August 05, 2007

A Guide to Hiring Programmers: The High Cost of Low Quality

I was invited to a wonderful dinner party (I swear it wasn't too spicy Sarah!) with some St. Louis Perl peoples this week while I'm here on business.  At one point we were talking about hiring programmers, specifically Perl programmers.

We agreed on the following:

  • Finding good programmers is hard in any language.  And that a good programmer can be as effective as 5-10 average programmers.
  • Average pay rates between equivalent programmers are out of sync and are based more on the language used than the skill of the programmer.
  • You don't need to hire an expert in language X, you can and should look for expert programmers that are willing to learn language X. An expert can easily cross over from being a novice in any language in a matter of a few weeks.
  • You should seriously consider allowing your expert developers to telecommute full-time. Restricting your search to programmers who live in your area or are willing to move limits the talent you can acquire. Arguments regarding "face time", productivity, etc. can easily be nullified when you look at how some of the largest and most successful Open Source projects such as Linux, Apache, and Firefox are developed by individuals rarely living in the same time zone or even country.
  • We love Perl and think it's a great language that you graduate to after you have been forced to use less agile languages such as Java, C/C++/C#, etc. Not necessarily a first language you get your feet wet with and then move onto a *cough* "real" language.

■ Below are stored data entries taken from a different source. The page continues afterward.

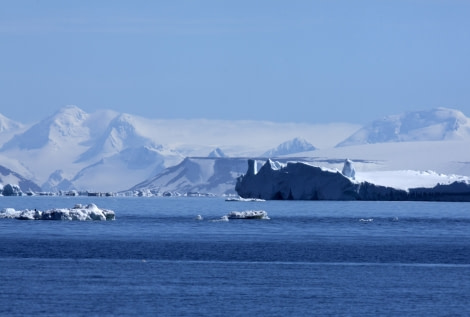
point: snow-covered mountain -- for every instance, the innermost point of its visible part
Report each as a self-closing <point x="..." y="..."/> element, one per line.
<point x="110" y="151"/>
<point x="197" y="175"/>
<point x="8" y="128"/>
<point x="296" y="145"/>
<point x="7" y="124"/>
<point x="8" y="176"/>
<point x="217" y="153"/>
<point x="433" y="125"/>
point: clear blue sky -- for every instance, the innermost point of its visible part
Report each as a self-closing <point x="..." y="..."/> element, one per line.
<point x="297" y="61"/>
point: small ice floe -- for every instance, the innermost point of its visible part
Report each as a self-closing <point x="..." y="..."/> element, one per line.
<point x="248" y="214"/>
<point x="78" y="212"/>
<point x="243" y="199"/>
<point x="221" y="219"/>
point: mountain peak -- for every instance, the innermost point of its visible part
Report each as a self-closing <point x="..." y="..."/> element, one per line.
<point x="431" y="125"/>
<point x="217" y="153"/>
<point x="66" y="122"/>
<point x="296" y="145"/>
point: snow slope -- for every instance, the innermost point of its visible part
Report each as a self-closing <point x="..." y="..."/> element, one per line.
<point x="8" y="176"/>
<point x="296" y="145"/>
<point x="196" y="175"/>
<point x="432" y="125"/>
<point x="110" y="151"/>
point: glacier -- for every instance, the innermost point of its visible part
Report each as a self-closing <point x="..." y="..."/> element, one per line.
<point x="107" y="151"/>
<point x="302" y="181"/>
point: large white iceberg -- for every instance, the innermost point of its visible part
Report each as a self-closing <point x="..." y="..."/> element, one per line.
<point x="248" y="214"/>
<point x="302" y="181"/>
<point x="78" y="212"/>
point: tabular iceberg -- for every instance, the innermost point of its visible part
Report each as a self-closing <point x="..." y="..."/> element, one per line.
<point x="301" y="181"/>
<point x="78" y="212"/>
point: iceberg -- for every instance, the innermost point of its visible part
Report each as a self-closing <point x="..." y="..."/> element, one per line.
<point x="248" y="214"/>
<point x="302" y="181"/>
<point x="77" y="213"/>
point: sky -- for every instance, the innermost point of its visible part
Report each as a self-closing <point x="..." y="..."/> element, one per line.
<point x="282" y="61"/>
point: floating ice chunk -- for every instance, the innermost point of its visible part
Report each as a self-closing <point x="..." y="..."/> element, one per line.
<point x="248" y="214"/>
<point x="78" y="212"/>
<point x="243" y="199"/>
<point x="221" y="219"/>
<point x="348" y="169"/>
<point x="9" y="213"/>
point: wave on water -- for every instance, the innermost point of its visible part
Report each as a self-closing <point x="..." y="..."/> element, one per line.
<point x="78" y="212"/>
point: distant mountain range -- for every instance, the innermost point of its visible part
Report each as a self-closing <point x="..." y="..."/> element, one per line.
<point x="434" y="125"/>
<point x="110" y="151"/>
<point x="296" y="145"/>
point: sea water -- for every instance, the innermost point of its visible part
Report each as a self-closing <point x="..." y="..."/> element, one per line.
<point x="159" y="258"/>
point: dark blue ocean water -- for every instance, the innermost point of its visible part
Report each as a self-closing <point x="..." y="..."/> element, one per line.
<point x="310" y="258"/>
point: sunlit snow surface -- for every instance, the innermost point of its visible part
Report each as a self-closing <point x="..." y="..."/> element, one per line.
<point x="78" y="212"/>
<point x="407" y="179"/>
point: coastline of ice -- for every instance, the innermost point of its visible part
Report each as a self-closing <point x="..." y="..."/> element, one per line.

Many people in the Perl community have been writing on this topic lately and wanted to share my opinions on the subject, as it is one I have put many hours of thought into. Doing my best to keep this language agnostic as I believe these tips can be applied to any programming language. I will however, use Perl in some examples as it is my preferred language.

Why is it so hard to find good programmers?

The simplest reason is when a company finds a good developer they do more to make sure that person is happy which leads to longer tenures. Better salary, more flexible working conditions, good tools, interesting projects, and better perks can often keep a programmer working for you longer.

Another obvious reason is that experts in any field are small in number, so your possible talent pool is limited. This leads managers and HR departments to settle for average or even below average developers.  I believe this is the single biggest mistake a technology oriented company can make, regarding developers, just short of not using a good version control system.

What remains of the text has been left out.